Developmental dyslexia is commonly thought to arise from specific phonological impairments. However, recent evidence is consistent with the possibility that phonological impairments arise as symptoms of an underlying dysfunction of procedural learning. The nature of the link between impaired procedural learning and phonological dysfunction is unresolved. Motivated by the observation that speech processing involves the acquisition of procedural category knowledge, the present study investigates the possibility that procedural learning impairment may affect phonological processing by interfering with the typical course of phonetic category learning. The present study tests this hypothesis while controlling for linguistic experience and possible speech-specific deficits by comparing auditory category learning across artificial, nonlinguistic sounds among dyslexic adults and matched controls in a specialized first-person shooter videogame that has been shown to engage procedural learning. Nonspeech auditory category learning was assessed online via within-game measures and also with a post-training task involving overt categorization of familiar and novel sound exemplars. Each measure reveals that dyslexic participants do not acquire procedural category knowledge as effectively as age- and cognitive-ability matched controls. This difference cannot be explained by differences in perceptual acuity for the sounds. Moreover, poor nonspeech category learning is associated with slower phonological processing. Whereas phonological processing impairments have been emphasized as the cause of dyslexia, the current results suggest that impaired auditory category learning, general in nature and not specific to speech signals, could contribute to phonological deficits in dyslexia with subsequent negative effects on language acquisition and reading. Implications for the neuro-cognitive mechanisms of developmental dyslexia are discussed.

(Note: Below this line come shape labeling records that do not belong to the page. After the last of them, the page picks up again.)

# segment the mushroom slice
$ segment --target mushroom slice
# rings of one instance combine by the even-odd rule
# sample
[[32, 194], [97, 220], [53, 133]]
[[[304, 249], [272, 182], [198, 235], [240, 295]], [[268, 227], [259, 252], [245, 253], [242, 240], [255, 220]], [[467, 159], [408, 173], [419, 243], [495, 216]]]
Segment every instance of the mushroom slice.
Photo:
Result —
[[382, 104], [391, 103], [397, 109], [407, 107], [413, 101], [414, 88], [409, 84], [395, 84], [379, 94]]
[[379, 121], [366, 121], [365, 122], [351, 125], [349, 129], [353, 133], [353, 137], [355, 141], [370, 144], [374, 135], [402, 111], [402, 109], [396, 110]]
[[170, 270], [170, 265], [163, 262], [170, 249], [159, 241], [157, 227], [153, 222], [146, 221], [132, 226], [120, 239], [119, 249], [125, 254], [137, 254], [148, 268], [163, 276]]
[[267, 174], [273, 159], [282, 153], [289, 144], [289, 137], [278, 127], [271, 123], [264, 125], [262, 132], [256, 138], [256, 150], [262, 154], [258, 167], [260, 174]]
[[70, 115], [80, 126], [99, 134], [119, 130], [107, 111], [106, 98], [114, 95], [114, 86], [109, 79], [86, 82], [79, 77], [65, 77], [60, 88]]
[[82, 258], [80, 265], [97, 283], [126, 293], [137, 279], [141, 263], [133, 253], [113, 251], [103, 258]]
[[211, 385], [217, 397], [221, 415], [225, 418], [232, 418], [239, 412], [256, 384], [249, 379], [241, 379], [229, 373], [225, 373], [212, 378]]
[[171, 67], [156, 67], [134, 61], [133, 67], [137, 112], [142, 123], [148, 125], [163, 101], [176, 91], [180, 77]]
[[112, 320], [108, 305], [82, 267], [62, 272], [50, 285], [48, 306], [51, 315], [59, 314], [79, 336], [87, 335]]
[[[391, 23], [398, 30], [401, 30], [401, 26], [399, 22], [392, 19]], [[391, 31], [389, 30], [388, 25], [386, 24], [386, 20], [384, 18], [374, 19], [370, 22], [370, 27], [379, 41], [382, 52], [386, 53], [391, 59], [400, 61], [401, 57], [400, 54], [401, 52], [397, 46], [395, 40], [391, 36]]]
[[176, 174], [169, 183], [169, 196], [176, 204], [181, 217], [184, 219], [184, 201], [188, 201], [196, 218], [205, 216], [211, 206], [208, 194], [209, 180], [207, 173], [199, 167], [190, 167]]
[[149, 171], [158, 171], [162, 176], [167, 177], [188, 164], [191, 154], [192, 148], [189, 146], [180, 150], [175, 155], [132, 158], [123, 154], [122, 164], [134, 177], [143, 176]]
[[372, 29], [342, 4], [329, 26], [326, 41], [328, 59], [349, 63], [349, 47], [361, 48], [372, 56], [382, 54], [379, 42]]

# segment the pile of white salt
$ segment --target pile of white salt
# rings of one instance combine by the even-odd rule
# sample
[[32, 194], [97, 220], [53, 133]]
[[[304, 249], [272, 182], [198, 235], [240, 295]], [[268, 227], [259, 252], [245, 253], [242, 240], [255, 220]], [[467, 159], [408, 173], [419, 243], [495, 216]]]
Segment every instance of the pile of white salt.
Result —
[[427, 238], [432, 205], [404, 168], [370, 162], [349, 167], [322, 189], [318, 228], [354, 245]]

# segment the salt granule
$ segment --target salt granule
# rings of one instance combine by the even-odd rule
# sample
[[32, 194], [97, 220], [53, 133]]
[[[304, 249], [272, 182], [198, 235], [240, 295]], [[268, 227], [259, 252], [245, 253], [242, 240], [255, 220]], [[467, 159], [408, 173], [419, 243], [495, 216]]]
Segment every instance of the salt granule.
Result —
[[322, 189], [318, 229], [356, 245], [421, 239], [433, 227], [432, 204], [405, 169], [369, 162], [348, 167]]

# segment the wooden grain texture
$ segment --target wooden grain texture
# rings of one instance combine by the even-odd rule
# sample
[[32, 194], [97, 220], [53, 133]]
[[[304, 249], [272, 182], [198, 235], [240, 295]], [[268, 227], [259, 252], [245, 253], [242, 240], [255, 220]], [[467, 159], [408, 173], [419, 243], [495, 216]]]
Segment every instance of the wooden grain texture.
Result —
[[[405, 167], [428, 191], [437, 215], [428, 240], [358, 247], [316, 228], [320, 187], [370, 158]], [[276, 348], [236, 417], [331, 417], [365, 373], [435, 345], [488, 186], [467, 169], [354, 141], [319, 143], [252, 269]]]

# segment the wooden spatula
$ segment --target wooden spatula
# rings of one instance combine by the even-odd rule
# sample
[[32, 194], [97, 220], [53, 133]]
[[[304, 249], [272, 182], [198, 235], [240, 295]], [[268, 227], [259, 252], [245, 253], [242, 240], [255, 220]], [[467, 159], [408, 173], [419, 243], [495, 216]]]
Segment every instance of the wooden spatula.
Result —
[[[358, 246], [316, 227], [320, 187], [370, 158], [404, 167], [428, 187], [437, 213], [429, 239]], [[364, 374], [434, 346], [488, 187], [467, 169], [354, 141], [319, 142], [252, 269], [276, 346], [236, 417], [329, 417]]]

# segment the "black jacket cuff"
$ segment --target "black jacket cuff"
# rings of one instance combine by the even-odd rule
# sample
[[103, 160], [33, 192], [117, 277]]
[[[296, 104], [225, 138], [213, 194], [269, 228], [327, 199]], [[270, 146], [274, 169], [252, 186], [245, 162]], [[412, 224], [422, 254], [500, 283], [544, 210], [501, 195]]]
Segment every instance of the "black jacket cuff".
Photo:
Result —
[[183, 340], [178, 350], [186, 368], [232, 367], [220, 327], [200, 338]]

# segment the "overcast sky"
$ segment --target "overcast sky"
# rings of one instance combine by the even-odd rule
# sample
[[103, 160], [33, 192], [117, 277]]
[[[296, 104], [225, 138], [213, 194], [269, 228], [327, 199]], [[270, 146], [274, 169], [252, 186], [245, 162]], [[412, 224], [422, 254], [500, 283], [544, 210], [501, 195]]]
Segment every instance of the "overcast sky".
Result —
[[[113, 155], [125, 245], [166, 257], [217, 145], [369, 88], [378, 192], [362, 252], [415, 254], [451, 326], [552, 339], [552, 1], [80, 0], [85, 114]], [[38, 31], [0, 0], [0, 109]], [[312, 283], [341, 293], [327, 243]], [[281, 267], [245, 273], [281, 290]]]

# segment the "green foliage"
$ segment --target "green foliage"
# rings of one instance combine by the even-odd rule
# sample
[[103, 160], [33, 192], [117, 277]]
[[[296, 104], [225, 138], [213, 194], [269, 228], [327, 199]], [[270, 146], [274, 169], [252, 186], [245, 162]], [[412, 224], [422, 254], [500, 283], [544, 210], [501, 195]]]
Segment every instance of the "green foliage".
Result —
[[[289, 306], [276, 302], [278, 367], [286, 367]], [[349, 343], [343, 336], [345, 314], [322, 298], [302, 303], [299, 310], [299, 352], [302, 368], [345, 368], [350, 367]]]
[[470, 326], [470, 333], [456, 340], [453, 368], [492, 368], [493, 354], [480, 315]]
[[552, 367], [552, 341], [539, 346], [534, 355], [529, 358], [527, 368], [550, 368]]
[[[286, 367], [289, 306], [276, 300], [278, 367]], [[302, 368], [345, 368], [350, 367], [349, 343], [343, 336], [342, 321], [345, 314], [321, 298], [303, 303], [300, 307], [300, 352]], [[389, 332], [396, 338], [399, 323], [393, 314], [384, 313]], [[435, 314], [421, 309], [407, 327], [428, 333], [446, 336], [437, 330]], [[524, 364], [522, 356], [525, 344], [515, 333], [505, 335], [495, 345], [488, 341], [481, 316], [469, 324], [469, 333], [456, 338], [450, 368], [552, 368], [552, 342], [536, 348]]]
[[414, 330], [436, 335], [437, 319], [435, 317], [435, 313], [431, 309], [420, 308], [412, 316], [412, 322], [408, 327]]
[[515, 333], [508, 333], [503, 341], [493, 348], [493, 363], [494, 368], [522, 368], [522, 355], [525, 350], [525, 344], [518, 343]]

发育性阅读障碍通常被认为源于特定的语音障碍。然而,最近的证据表明,语音障碍可能是程序性学习潜在功能障碍的症状。程序性学习受损与语音功能障碍之间联系的本质尚未明确。鉴于语音处理涉及程序性类别知识的习得,本研究探讨程序性学习障碍可能通过干扰语音类别学习的典型进程来影响语音处理的可能性。本研究通过比较诵读困难成年人与匹配对照组在一款专门的第一人称射击电子游戏中对人工非语言声音的听觉类别学习,来检验这一假设,同时控制语言经验和可能的语音特异性缺陷,该游戏已被证明能促进程序性学习。非语音听觉类别学习通过游戏内测量以及训练后涉及对熟悉和新颖声音样本进行公开分类的任务进行在线评估。每项测量都表明,诵读困难参与者不如年龄和认知能力匹配的对照组那样有效地获取程序性类别知识。这种差异不能用对声音的感知敏锐度差异来解释。此外,非语音类别学习能力差与语音处理速度较慢有关。虽然语音处理障碍一直被强调为诵读困难的原因,但目前的结果表明,听觉类别学习受损,其本质是一般性的而非特定于语音信号,可能导致诵读困难中的语音缺陷,进而对语言习得和阅读产生负面影响。本文还讨论了对发育性阅读障碍神经认知机制的启示。